Em linhas gerais, o twee pop é um híbrido do folk/pop dos anos 1960 com o pós-punk orgânico dos Smiths. Isso também transparece nas letras, que invariavelmente tratam de infância, relacionamentos amorosos, solidão e demais temáticas românticas e/ou fofas (não por acaso a tradução mais comum para “twee”). Nesse âmbito, Murdoch se sobressai por construir narrativas ambíguas e universais com personagens curiosos e um senso de humor sutil, elementos também presentes na obra do mestre Dylan.

“If You’re Feeling Sinister” foi gravado logo após o lançamento de “Tigermilk”, período em que a banda estava mais entrosada que nunca. Grande parte das letras do disco nasceu das andanças de Murdoch por Glasgow, sua cidade natal. A fadiga o forçava a passar o tempo em ônibus e trens, observando as pessoas ao redor ao mesmo tempo em que mergulhava em si mesmo. A possibilidade de compor com base no que via e ouvia cotidianamente foi terapêutica. Em suas palavras: “eu sempre quis escrever sobre pessoas normais fazendo coisas normais porque eu não era normal, eu estava fora do jogo”. Para fazer parte do “jogo”, restou a ele a posição de narrador onisciente das desventuras de seus personagens.

Murdoch dá vida a pessoas solitárias, excêntricas e sonhadoras com sutileza e naturalidade tamanhas, como se estivesse contando ao ouvinte sobre um amigo em comum. A caracterização de cada uma delas, por vezes específica e subjetiva, contribui para a analogia com o compositor norte-americano (inclusive citado em “Like Dylan In The Movies”). Dessa forma, ele se permite a aconselhá-las e consolá-las: “Conforme-se e chore até sua vida se esvair / Você está melhor agora?”, sussurra nos primeiros versos de “The Boy Done Wrong Again”. “Posso escrever um poema sobre você agora que você conseguiu?”, indaga em “The Stars of Track and Field”. Essa cautela põe o compositor quase como uma figura paternal, o que não é um exagero visto que as dez faixas refletem aspectos de sua personalidade, tal qual filhos que “puxam” aos pais.

Apesar de indissociável da vida pessoal do vocalista, “Sinister” não soa mórbido como outras obras particulares. “Pink Moon” do Nick Drake, “Closer” do Joy Division e “Skeleton Tree” do Nick Cave & The Bad Seeds, por exemplo, são frutos de tragédias pessoais e por isso estão diretamente ligados a elas. “Sinister”, por outro lado, mantém-se ensolarado até em seus momentos mais intimistas – afinal, é twee pop, e ênfase no pop.
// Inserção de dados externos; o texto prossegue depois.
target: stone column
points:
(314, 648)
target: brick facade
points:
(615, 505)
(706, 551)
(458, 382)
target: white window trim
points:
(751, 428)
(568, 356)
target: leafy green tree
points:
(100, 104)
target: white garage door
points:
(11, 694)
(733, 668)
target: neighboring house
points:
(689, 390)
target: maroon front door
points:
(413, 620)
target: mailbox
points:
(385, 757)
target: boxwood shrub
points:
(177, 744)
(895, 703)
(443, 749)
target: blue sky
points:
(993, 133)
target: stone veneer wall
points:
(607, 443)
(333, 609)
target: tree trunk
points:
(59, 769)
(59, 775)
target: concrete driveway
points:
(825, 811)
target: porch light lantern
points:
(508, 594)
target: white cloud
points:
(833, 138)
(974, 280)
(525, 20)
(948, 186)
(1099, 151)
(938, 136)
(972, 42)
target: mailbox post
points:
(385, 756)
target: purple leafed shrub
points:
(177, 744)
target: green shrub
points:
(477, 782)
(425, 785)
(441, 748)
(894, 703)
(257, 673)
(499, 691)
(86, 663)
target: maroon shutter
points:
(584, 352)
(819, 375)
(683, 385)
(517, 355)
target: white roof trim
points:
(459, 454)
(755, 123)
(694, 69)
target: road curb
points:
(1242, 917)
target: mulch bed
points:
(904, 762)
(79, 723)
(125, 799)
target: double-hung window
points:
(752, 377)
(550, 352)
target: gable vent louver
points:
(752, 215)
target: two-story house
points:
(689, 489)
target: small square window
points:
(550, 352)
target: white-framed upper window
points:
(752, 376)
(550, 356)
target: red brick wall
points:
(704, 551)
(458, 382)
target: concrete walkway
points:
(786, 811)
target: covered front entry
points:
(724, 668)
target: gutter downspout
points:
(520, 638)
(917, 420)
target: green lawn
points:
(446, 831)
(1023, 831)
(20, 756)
O ouvinte atento esbarrará com traços do folk delicado de Nick Drake; contudo, a grande quantidade de instrumentistas dá ao disco um clima de improvisação e descompromisso que faz toda a diferença.

A configuração incomum remete às grandes bandas dos anos 60 e, ao mesmo tempo, fez escola no cenário alternativo a partir da segunda metade dos anos 90. Nomes como Arcade Fire, Sufjan Stevens, Bon Iver e demais expoentes do chamado indie folk devem muito ao Belle and Sebastian. Não que Stuart Murdoch e seus companheiros sejam injustiçados, já que a banda é aclamada pela crítica e caiu nas graças do público. Contudo, a mistura equilibrada dos escoceses encontra poucos paralelos, mesmo 20 anos após sua obra maior. Peculiar, sem dúvida alguma.